A few weeks ago I reviewed the Neumann KH80 DSP powered monitor. The measurements while very good, did not match manufacturers published graph which showed dead flat on-axis response. Third-party measurements had shown the same so objection was raised that my measurements must be in error. I had to send that sample back to its owner but as it happens, another member had offered his at the same time. Having another sample allows us to both test sample to sample variations and test the hypothesis put forward for difference in measurements.
First, let's review what we had in the review:
And here is the manufacturer "interpolated" response:
The small graph compresses differences due to lack of (display) resolution. That aside, we have two differences to investigate:
1. There is no low bass dip a I show.
2. Their response is flatter than what I measured.
Dealing with the second factor first, observation was made that the manufacturer states that the "acoustic center" of the speaker is not the usual tweeter axis but half-way between tweeter and woofer:
The hypothesis around bass dip was that I had pushed the speaker too hard in level and therefore it must have limited the low frequency response.

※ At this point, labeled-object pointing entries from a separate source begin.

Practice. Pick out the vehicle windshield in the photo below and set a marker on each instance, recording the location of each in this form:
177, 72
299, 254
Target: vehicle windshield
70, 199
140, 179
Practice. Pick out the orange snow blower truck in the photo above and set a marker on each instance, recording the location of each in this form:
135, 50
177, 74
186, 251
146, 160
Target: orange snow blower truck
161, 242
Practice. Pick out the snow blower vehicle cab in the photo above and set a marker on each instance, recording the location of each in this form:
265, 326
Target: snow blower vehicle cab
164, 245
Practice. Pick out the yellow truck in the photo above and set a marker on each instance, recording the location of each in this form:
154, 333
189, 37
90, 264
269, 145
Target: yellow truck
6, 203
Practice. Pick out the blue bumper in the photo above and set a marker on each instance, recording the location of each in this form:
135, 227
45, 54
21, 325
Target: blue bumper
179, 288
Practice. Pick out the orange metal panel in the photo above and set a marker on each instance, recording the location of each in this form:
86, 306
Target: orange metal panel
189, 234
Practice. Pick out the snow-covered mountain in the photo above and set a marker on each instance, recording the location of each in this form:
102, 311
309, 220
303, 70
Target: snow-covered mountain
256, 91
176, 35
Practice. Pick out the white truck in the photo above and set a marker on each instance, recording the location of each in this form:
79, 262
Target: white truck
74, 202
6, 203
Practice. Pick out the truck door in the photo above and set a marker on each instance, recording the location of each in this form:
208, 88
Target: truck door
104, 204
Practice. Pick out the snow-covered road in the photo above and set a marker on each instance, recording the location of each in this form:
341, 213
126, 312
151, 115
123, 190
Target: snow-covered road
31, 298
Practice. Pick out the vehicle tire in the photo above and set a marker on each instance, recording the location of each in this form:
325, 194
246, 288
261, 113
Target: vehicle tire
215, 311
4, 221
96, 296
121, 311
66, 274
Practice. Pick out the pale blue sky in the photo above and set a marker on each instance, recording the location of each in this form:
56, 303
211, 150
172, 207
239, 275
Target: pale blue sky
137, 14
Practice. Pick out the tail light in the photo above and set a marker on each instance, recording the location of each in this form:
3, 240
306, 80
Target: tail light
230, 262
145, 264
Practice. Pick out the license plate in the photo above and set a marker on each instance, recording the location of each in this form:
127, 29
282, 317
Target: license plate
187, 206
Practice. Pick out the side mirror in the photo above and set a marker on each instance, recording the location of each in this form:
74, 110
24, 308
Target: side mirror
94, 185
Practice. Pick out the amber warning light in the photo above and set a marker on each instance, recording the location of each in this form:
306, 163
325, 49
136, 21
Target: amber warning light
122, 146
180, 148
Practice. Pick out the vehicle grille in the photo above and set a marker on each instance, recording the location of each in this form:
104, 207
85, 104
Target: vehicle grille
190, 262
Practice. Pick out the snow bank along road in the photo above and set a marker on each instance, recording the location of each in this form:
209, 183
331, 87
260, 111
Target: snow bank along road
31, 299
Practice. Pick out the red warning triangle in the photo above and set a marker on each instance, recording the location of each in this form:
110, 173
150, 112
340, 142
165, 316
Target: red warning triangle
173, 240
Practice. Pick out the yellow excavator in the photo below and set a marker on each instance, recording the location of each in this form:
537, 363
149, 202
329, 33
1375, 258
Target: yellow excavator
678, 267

This, despite the fact that there was no visible indication from the speaker that it was doing so.
New Measurements
To address both of these factors, I set the levels much lower then before and for the first pass of measurements, I set the reference to half-way between the two drivers which landed it around the edge of the woofer as they show.
Before I show you that, let me show the in-room response:
This graph shows the proper measured SPL which is around 85 dB. For some reason when the CEA graphs are calculated for powered monitors, the levels are incorrect. I know what is causing it but don't know why. I will be contacting Klippel on that. For now, accept that the levels were very reasonable and not loud at all. Indeed, the levels were so low that some noise got into the measurements around 20 to 30 Hz which is not material.

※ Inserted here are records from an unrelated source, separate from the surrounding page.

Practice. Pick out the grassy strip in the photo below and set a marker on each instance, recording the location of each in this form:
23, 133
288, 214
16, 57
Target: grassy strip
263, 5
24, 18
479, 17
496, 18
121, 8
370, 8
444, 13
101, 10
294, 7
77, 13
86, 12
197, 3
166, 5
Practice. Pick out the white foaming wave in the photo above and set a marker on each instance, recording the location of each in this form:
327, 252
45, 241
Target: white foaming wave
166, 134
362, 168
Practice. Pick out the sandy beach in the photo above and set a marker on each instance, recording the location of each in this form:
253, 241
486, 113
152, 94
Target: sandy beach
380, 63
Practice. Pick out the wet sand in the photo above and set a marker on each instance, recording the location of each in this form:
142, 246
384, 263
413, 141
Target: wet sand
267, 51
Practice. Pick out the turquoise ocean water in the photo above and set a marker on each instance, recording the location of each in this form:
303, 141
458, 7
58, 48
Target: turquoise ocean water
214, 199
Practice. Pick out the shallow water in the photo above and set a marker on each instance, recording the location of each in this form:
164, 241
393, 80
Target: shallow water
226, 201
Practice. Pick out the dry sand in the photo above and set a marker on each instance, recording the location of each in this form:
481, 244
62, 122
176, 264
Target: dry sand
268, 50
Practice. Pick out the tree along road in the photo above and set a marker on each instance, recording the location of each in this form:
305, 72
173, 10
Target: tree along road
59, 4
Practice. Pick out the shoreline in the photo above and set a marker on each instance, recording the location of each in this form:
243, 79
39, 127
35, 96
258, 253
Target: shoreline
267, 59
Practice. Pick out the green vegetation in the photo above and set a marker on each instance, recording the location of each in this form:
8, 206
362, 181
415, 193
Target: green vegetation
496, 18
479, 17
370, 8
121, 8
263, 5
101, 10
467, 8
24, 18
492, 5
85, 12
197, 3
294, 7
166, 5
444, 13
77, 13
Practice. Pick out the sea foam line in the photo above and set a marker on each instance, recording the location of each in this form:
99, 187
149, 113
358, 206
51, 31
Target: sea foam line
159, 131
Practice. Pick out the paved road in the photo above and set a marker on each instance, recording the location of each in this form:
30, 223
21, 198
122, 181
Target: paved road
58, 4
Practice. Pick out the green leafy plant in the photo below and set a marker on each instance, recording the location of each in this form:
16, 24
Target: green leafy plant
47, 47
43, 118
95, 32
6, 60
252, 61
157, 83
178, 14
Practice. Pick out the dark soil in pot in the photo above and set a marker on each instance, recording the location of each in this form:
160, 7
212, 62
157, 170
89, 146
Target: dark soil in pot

Note that the above has a vertical dimension of almost 120 dB so that flattens the response.
For completeness, there is the distortion data as a percentage:
Now let's look at the spin data:
Clearly this is not the acoustic center as one would define has having the flattest response. The droop in high frequencies clearly indicates we are not on-axis. We can confirm that by looking at the vertical dispersion:
The highlighted red graph is showing the "on-axis" as measured. The graphs above it are at -10 and -20 degree so they are more "correct." Translating, following the Neumann recommendation has clearly messed up the measurements.
As to bass dip, we still have that. Note that the new graphs are the more proper 50 dB vertical response which the original review did not follow. So there is more roughness still in there than the review data. This is the CEA-2034 recommendation so what we see, is what is required.

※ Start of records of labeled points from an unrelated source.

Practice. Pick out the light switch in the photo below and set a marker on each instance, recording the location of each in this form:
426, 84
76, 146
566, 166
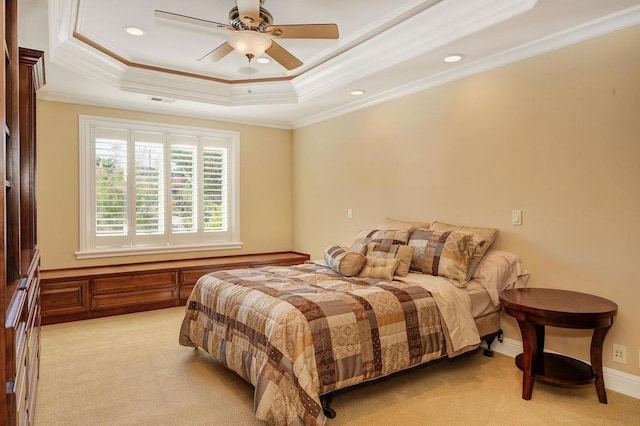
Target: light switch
516, 217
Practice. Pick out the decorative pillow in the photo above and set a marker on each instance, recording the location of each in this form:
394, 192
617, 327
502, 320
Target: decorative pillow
382, 269
394, 251
391, 224
384, 237
443, 253
485, 237
344, 261
498, 271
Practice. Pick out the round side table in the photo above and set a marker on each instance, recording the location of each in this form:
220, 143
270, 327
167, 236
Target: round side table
534, 308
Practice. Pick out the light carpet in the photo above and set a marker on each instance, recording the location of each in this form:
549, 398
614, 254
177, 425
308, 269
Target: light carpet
130, 370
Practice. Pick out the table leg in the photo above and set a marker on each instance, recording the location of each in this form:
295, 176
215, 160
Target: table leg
596, 361
529, 356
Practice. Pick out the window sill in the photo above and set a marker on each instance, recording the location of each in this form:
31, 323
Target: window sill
133, 251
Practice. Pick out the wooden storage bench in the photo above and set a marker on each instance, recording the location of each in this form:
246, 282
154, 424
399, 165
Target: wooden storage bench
82, 293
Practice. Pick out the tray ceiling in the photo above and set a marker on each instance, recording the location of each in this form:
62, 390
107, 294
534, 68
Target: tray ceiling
387, 49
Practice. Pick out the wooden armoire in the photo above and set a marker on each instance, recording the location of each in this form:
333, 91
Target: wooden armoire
21, 74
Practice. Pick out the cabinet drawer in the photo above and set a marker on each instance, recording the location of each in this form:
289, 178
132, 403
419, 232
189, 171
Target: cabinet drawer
133, 298
134, 282
185, 291
64, 297
190, 276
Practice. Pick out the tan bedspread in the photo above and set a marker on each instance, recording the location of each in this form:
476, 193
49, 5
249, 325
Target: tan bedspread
299, 332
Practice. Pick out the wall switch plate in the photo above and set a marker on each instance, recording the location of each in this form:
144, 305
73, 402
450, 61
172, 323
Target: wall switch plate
516, 217
619, 354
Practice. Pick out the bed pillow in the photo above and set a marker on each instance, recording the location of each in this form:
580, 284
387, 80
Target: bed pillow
384, 237
343, 260
390, 224
378, 268
498, 271
394, 251
443, 253
485, 237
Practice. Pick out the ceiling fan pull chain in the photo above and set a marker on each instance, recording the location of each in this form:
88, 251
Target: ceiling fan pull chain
249, 56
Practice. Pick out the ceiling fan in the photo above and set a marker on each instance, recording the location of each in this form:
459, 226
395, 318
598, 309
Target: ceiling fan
252, 32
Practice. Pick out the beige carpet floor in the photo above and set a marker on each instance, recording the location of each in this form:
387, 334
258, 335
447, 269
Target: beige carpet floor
130, 370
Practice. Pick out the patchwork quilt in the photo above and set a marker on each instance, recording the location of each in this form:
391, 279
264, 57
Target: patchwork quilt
296, 333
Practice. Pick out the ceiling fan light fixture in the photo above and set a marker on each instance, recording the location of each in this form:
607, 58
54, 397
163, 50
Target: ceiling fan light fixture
249, 43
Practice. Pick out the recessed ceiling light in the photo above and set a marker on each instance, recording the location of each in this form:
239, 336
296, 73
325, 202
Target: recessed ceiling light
136, 31
453, 58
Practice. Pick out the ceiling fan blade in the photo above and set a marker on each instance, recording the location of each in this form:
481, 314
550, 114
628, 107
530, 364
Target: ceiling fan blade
189, 20
249, 12
304, 31
218, 53
283, 57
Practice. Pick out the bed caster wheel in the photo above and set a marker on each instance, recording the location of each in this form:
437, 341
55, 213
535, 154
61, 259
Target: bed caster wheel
330, 413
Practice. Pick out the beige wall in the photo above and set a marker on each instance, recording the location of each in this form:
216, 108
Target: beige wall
265, 182
557, 136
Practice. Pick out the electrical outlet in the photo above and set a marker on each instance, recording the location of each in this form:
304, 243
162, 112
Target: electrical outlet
620, 354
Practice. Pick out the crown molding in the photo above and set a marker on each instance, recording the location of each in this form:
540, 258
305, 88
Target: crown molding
393, 46
605, 25
160, 108
454, 20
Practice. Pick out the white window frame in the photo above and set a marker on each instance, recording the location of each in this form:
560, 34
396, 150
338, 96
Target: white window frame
204, 240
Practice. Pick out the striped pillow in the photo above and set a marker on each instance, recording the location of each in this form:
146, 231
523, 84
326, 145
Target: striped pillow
394, 251
443, 253
385, 238
381, 269
344, 261
485, 237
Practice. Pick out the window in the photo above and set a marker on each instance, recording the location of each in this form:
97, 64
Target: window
147, 187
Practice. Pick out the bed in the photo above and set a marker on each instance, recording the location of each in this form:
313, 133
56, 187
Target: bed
300, 333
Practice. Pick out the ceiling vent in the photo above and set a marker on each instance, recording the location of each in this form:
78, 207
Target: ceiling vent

As a sanity check, I select the highest measured frequency of 20 kHz and plot that. Usually this is a clean output with just the tweeter "beaming" (narrowing dispersion). That is NOT what I see in this setup:
There are tons of sound sources mixing up to generate this complex soundfield. I can't explain it all. Maybe there are multiple edge differections we are seeing from around the tweeter and woofer rings.
Re-measurements Using Tweeter Axis
Wondering that there may be sample to sample variations, I remeasured the same unit without changing anything but the reference axis to be at the center of the tweeter (as reasonably as I could eyeball it).
Here is our spin data now:
This is more reasonable and nearly mirrors the measurement shown in the original review.
Here are the two new measurements side by side:
It is pretty clear that if Neumann says the speaker has flat response, its acoustic center can't at the same time be where they say it is. One or the other is wrong. I may have an explanation for this though. See later.
Here is our 20 kHz balloon soundfield again:
This is much more correct. We have a single cone now. I am not clear why it is pointing down. Maybe the speaker base is not level? Or drivers are not 100% perpendicular to it? Regardless, the overall picture looks correct so I tend to trust this new measurement with reference axis being the tweeter than below it.
Discussion
Addressing the low frequency measurements, I think most measurements outside of what I am using with Klippel NFS, have some kind of correction for bass region. They do this either because the anechoic room is not anechoic that low, or they are splicing two measurements together. Here is Sound and Recording note on how they measured low frequency response:
Neumann have zero detail so likely have similar restriction. A calibration curve is applied that may be causing it to push up the response a bit versus reality.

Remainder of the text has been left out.